II. Next, Cadence is started and sim_ideal_ADC_DAC is found under the Lab2 library. The schematic is opened and simulated using the spectre_state1, which was created and preset previously...
III. ADC-DAC explained:
1. Analog to Digital Converter
a. Analog input which is any signal that contains continuous values.
b. Digital output which is a discrete signal (made up of 1's and 0's).
Below shows a simple relationship between our (10-bit) Analog input (Vin) and corresponding Digital output B(0:9). Also, the last column shows the decimal value which corresponds to the number of levels the output signal has.
| INPUT | OUTPUT | DECIMAL VALUE = LEVELS |
| 0 V | B0: 0000 0000 00 | 0 |
|
. . . |
. . . |
. . . |
| 5V | B9: 1111 1111 11 | *2^10 = 1024 |
c. Because in the lab we are using a 10-bit ADC we take 2 to the power of 10 in order to calculate the maximum levels of our output signal. Levels of our digital signal is called the resolution.
d. Below are a few examples of how varying the input can have an effect on the output. Because the control voltage VDD is 5V, changing our input voltage from 2.5V as originally shown to 6V as shown below, we see that our output signal is capped at 5V.

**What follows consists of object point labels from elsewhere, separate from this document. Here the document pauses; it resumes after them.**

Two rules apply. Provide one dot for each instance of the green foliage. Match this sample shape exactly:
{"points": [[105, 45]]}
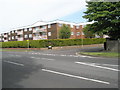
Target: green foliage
{"points": [[106, 17], [54, 43], [88, 33], [64, 32]]}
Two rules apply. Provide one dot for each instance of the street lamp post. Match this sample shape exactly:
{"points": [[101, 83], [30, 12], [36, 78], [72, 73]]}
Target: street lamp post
{"points": [[28, 44]]}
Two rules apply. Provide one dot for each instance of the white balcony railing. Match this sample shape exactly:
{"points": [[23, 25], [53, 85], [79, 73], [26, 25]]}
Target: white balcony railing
{"points": [[20, 39], [39, 30], [5, 40], [5, 35], [19, 32]]}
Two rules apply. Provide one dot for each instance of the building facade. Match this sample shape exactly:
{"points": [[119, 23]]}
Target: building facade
{"points": [[43, 30]]}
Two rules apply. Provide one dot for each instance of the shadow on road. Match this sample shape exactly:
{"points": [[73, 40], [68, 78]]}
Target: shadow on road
{"points": [[13, 74]]}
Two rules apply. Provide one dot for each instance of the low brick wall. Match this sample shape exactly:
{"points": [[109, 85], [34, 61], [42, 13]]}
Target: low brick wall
{"points": [[113, 45], [62, 47]]}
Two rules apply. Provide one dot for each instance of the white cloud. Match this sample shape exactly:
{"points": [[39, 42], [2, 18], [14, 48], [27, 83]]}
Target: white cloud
{"points": [[16, 13]]}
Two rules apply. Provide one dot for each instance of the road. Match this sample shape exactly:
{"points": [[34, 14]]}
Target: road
{"points": [[57, 69]]}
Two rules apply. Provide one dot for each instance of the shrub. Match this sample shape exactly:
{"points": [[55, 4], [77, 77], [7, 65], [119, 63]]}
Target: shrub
{"points": [[52, 42]]}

2. Digital to Analog Converter
a. Digital input
b. Analog output
As one would expect, a DAC works in the inverse way as the ADC taking a discrete digital signal and outputting a continuous analog signal.
c. various ways to accomplish this conversion
1. One method which we'll use in the lab is a resistive ladder. This will be shown and explained in much further detail in the post lab.

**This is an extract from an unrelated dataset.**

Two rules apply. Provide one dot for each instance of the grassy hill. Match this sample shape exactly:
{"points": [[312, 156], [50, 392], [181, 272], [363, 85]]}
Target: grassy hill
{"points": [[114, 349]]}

III. LSB- Least Significant Bit
1. LSB is the minimum possible input voltage change required to have an effect and change our digital code output (B(0:9)).

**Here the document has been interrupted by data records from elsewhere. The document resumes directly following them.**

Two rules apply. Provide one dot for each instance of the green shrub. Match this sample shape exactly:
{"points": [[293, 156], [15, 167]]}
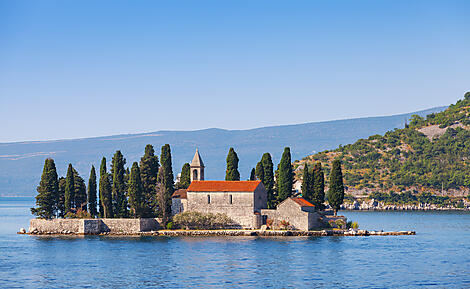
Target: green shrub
{"points": [[202, 221]]}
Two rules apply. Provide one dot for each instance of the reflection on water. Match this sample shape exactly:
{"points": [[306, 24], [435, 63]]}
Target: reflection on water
{"points": [[437, 256]]}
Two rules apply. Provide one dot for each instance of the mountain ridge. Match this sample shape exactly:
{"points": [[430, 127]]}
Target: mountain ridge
{"points": [[21, 162]]}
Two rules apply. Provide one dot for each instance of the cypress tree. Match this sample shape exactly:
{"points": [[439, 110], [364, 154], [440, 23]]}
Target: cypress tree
{"points": [[92, 193], [307, 184], [148, 173], [318, 190], [268, 179], [48, 192], [69, 190], [135, 192], [79, 191], [253, 175], [163, 196], [259, 171], [185, 178], [119, 186], [167, 177], [285, 176], [61, 202], [232, 173], [336, 187], [106, 205]]}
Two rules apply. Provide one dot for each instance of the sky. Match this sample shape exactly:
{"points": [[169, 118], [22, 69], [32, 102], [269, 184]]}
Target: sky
{"points": [[73, 69]]}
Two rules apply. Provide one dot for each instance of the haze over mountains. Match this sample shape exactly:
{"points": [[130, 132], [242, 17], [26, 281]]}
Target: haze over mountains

a. To calculate the LSB we use the following formula:
Vin/(Output levels-1) = LSB value
b. In our case of using the 10-bit ADC, with a voltage range of 0V to 5V, and 1024 levels (2^10) we have the following:
5000 mV/ (1024-1) = 4.8876 mV
- This shows that any value below 4.8876 mV for an input will not have any effect on the output.
d. The above schematic follows the original example of the resistor ladder. We have B0-B9 inputs and a single Vout output. Below is the DAC symbol created:
f. So at this point I wanted to make sure my symbol is just like the ideal DAC used in the original ADC-DAC schematic from the prelab. So I copied the original schematic and replaced the DAC in it with my own designed one. As you can see, the results are the same showingthat the DAC I created is comparable to the original. :)
II. Delay and Driving a Load
a. 10pF Cap Load:
First we were to ground all pins except B9 which was connected to a PULSE Voltage source going from 0V to 5V, and connect a 10pF Capacitor to the output of our DAC.. According to my calculations using the equation for delay of td = .7RC , the delay of our circuit should be about 70ns. Below is the circuit constructed and the simulation output.
Next, modifying the schematic, in addition to the 10pF capacitor a single 10K Resistor was added in parallel. This demands the circuit act similar to a voltage divider causing our output to just about drop to half of the first simulation with solely a capacitive load. (Still using the same delay equation, (.7*10p*5K) *** 5K is the result of our load 10K resistor and our DAC (10K n-well resistor) in parallel with each other**
Below you can see that the output voltage has dropped and the delay was shortened as well.
c. Driving a 10K Resistive Load:
Finally, I modified the circuit one more time by removing the capacitor. Now we have a very simple voltage divider. This should merely cut the voltage value in half.
And below is my resulted simulation showing my predictions were mostly correct. The output voltage is indeed much less that the input voltage. This result, not being exactly half of the input voltage as expected could very possibly be due to parameters/errors within my design.